Wednesday March 31, 2021
Asia results “impressive”
BMW sees itself on the track
The Munich carmaker shifts up a gear again. Strong numbers are coming from Asia, market shares are increasing in Europe, and good prices are achievable in the USA. In addition, the company expects more encouragement from the capital market again.
Thanks to a booming Asian business in the midst of the Corona crisis, the car manufacturer BMW sees itself on a growth path. “Overall, we are well on the way to achieving our main objective for the current year,” said BMW CFO Nicolas Peter. Sales will grow at the upper end of the promised range of five to ten percent.
With the goal of an operating return of six to eight percent, BMW is “well on the way” in the automotive business. That will also be seen with free cash flow. The results in Asia are “impressive”.
Peter was confident that BMW would not only achieve its long-term return target of eight to ten percent, but would also maintain this level thereafter. This should succeed despite the increasing share of e-cars in sales, on which carmakers earn less in the first few years than on vehicles with combustion engines.
The markets in Asia not only developed positively in terms of sales figures, “but also in terms of the quality of the results,” said Peter. In the US leasing market, the Munich-based company benefited from the fact that used car prices were at a high level. New car sales are also doing well. In Europe, new registrations fell overall. But BMW is gaining market share because sales are shrinking less sharply. In contrast to the lockdown a year ago, incoming orders did not collapse.

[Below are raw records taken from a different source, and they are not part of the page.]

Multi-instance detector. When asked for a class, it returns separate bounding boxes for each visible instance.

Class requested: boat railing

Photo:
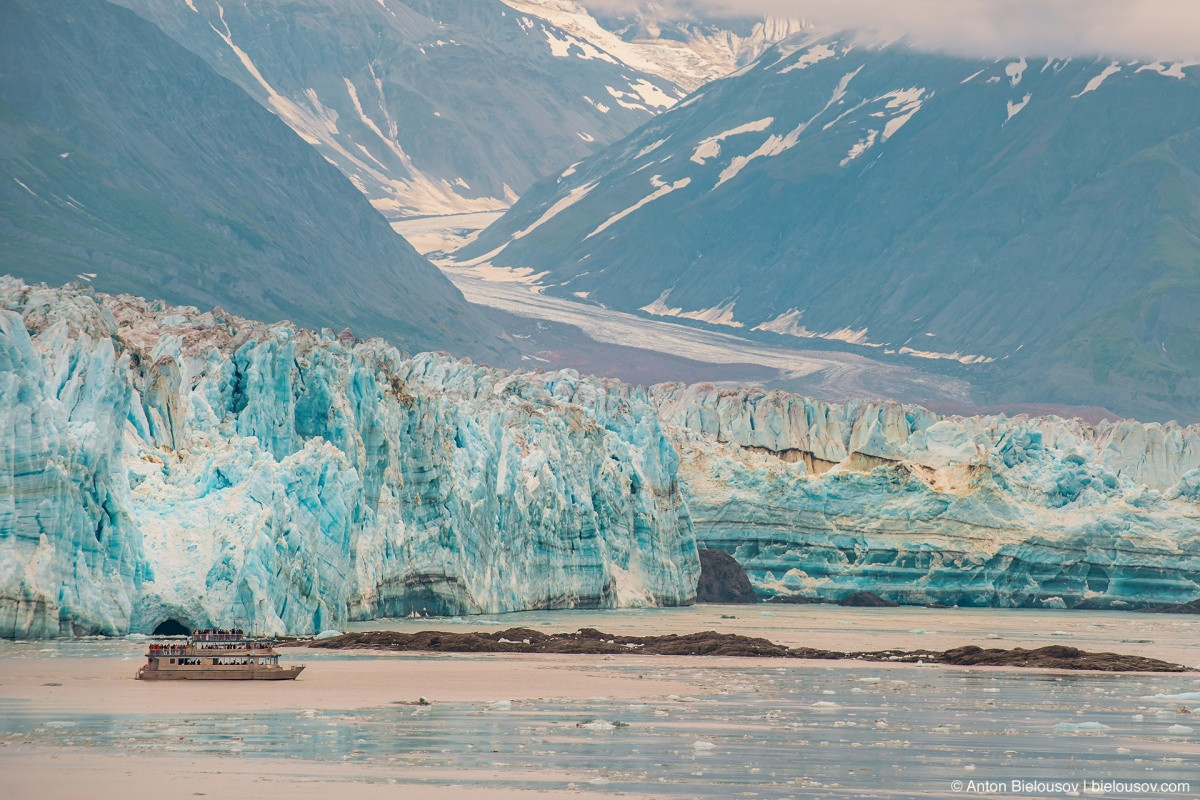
[192,631,246,642]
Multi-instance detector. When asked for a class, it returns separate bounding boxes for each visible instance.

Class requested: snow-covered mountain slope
[654,385,1200,608]
[0,278,700,637]
[455,34,1200,420]
[0,0,511,361]
[0,278,1200,637]
[112,0,786,219]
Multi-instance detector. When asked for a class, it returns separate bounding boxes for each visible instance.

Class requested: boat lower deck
[138,664,304,680]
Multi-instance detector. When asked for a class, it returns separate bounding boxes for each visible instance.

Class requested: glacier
[0,277,1200,638]
[654,384,1200,609]
[0,278,700,638]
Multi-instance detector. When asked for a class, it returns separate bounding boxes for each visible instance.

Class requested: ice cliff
[654,385,1200,608]
[0,278,1200,637]
[0,278,698,637]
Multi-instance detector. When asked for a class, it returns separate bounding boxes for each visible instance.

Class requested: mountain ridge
[454,34,1200,420]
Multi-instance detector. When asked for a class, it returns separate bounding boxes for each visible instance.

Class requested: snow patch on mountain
[641,289,744,327]
[1004,92,1033,122]
[779,43,838,74]
[1072,61,1121,98]
[583,175,691,240]
[691,116,775,167]
[503,0,806,91]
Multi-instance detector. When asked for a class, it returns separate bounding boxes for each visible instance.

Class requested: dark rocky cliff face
[696,549,758,603]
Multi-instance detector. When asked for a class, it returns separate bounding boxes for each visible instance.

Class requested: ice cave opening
[154,619,192,636]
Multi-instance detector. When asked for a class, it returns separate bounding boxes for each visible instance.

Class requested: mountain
[119,0,806,219]
[455,34,1200,420]
[0,277,1200,638]
[0,0,510,360]
[652,384,1200,609]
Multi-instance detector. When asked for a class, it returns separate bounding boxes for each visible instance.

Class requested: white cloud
[583,0,1200,60]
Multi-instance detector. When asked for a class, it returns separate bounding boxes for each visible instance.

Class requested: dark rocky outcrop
[1138,600,1200,614]
[766,595,832,606]
[696,549,758,603]
[297,627,1190,672]
[838,591,900,608]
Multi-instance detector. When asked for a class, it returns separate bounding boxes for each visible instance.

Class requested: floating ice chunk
[1054,722,1112,733]
[575,720,617,730]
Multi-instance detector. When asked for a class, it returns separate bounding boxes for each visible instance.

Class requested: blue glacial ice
[0,278,1200,637]
[654,384,1200,608]
[0,278,700,637]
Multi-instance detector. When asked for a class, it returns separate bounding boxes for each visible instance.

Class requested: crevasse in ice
[654,385,1200,608]
[0,278,1200,637]
[0,278,698,637]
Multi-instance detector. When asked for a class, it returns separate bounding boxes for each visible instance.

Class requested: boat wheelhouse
[137,630,304,680]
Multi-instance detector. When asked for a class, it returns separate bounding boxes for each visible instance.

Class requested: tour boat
[137,630,304,680]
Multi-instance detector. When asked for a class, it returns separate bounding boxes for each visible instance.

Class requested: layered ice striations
[0,286,1200,637]
[654,385,1200,608]
[0,278,698,637]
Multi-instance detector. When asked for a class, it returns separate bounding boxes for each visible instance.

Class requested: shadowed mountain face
[119,0,686,218]
[0,0,509,361]
[456,36,1200,420]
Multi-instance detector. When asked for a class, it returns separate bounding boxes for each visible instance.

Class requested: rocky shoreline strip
[288,627,1193,673]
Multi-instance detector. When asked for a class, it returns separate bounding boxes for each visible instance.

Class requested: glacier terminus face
[0,278,700,637]
[0,278,1200,638]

Looking at the carmaker’s development on the stock exchange, Peter said that BMW shares are still undervalued. The course is now moving in the right direction. “Overall, I have the impression that the capital market is again focusing more strongly on traditional manufacturers and sees that we are well on the way with the important future topics.” BMW wants to score with investors “with sustainable performance” and does not rely on short-term fluctuations in the share price. With this, Peter was indirectly referring to Volkswagen, which attracted the attention of investors with numerous announcements in the field of electromobility, whereupon the share shot up sharply.